In 2019, two Duke University scientists conducted an analysis of flood-prone communities in the region for Inside Climate News, identifying “areas most damaged by mining.” These included many of the same eastern Kentucky communities that saw river levels rise 25 feet in just 24 hours last week.

“The findings suggest that long after coal mining has ceased, its legacy…may continue to impose a price on residents who live downriver from the hundreds of mountains that have been leveled in Appalachia to produce coal. electricity,” James Bruggers of Inside Climate News wrote at the time.

Now, in 2022, these discoveries seem tragically prescient. From July 25-30, eastern Kentucky experienced a mix of flash flooding and thunderstorms bringing more than 4 inches of rain per hour, swelling local rivers to historic levels. So far, the floods have claimed at least 37 lives.

Nicolas Zégre, director of West Virginia University’s Mountain Hydrology Laboratory, studies the hydrological impacts of mountain top removal and how water moves through the environment.

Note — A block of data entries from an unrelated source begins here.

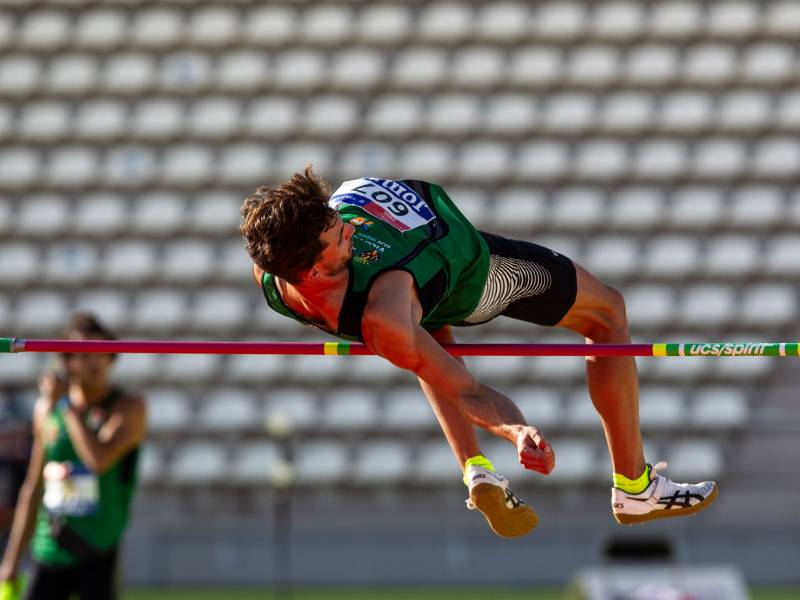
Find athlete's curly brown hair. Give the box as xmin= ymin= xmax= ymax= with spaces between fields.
xmin=239 ymin=165 xmax=337 ymax=283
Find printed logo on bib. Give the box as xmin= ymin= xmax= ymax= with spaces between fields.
xmin=42 ymin=461 xmax=100 ymax=517
xmin=330 ymin=177 xmax=435 ymax=231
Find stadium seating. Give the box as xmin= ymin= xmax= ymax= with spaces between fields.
xmin=0 ymin=0 xmax=800 ymax=496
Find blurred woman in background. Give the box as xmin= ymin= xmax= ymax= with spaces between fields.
xmin=0 ymin=313 xmax=146 ymax=600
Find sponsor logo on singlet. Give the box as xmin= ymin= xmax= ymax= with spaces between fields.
xmin=329 ymin=177 xmax=435 ymax=231
xmin=353 ymin=250 xmax=381 ymax=265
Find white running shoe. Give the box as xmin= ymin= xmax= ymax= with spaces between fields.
xmin=464 ymin=465 xmax=539 ymax=538
xmin=611 ymin=462 xmax=719 ymax=525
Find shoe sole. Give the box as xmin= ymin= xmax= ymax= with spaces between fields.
xmin=614 ymin=485 xmax=719 ymax=525
xmin=469 ymin=483 xmax=539 ymax=538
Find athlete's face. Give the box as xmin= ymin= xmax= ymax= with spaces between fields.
xmin=314 ymin=216 xmax=356 ymax=277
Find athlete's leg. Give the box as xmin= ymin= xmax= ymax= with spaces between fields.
xmin=558 ymin=264 xmax=646 ymax=479
xmin=419 ymin=327 xmax=539 ymax=537
xmin=418 ymin=327 xmax=481 ymax=469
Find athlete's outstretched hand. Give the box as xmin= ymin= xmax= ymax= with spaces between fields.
xmin=517 ymin=426 xmax=556 ymax=475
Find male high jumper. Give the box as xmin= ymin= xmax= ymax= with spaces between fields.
xmin=240 ymin=167 xmax=718 ymax=537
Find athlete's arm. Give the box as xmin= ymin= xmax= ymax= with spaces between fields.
xmin=64 ymin=396 xmax=146 ymax=473
xmin=361 ymin=271 xmax=555 ymax=473
xmin=0 ymin=400 xmax=49 ymax=581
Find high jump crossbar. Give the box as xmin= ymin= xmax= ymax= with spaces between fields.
xmin=0 ymin=338 xmax=800 ymax=357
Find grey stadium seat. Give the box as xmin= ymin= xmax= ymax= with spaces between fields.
xmin=0 ymin=54 xmax=42 ymax=96
xmin=355 ymin=3 xmax=413 ymax=45
xmin=131 ymin=192 xmax=186 ymax=235
xmin=417 ymin=2 xmax=473 ymax=42
xmin=243 ymin=5 xmax=298 ymax=47
xmin=72 ymin=193 xmax=128 ymax=236
xmin=44 ymin=242 xmax=97 ymax=284
xmin=197 ymin=387 xmax=256 ymax=432
xmin=17 ymin=101 xmax=73 ymax=141
xmin=163 ymin=354 xmax=220 ymax=384
xmin=75 ymin=289 xmax=130 ymax=330
xmin=17 ymin=194 xmax=69 ymax=237
xmin=103 ymin=241 xmax=156 ymax=283
xmin=353 ymin=440 xmax=411 ymax=485
xmin=169 ymin=442 xmax=230 ymax=485
xmin=133 ymin=288 xmax=187 ymax=332
xmin=264 ymin=387 xmax=319 ymax=432
xmin=144 ymin=388 xmax=193 ymax=433
xmin=294 ymin=441 xmax=350 ymax=485
xmin=321 ymin=388 xmax=377 ymax=431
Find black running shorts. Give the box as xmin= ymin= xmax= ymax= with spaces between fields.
xmin=462 ymin=231 xmax=578 ymax=326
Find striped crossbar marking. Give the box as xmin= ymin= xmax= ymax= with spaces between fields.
xmin=0 ymin=338 xmax=800 ymax=357
xmin=323 ymin=342 xmax=350 ymax=356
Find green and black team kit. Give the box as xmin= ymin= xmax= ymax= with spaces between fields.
xmin=26 ymin=389 xmax=139 ymax=600
xmin=261 ymin=177 xmax=576 ymax=340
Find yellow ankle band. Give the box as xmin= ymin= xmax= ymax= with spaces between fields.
xmin=464 ymin=454 xmax=494 ymax=485
xmin=614 ymin=465 xmax=650 ymax=494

While it’s too early to tell how much the region’s mining history contributed to this year’s flooding, he said he considers Appalachia to be “climate zero,” a region built on industry. coal, which has contributed to rising global temperatures and increased carbon in the atmosphere.

“Whether it’s the 2016 flood in West Virginia or the recent floods in Kentucky, the precipitation is more intense because of the warmer temperatures,” Zegre said, “and then that precipitation was falling on landscapes whose forests had been removed”.

For some regional scientists, surface mining is not the only factor behind the increase in flooding. A 2017 Environmental Science and Technology study looked at how mountaintop mining could actually help store precipitation. When a mountain top is shaken by explosions, the remaining material is piled up in areas called valley fills. According to the authors, “harvested watersheds with valley fills appear to store precipitation for considerable periods of time.”

The study noted that valley fill material often contains toxic chemicals and heavy metals resulting from the mining process. These compounds are then washed into streams during heavy rains, a process known as alkaline mine drainage. According to a 2012 study, also from Environmental Science and Technology, alkaline mine drainage polluted up to 22% of all waterways in central Appalachia.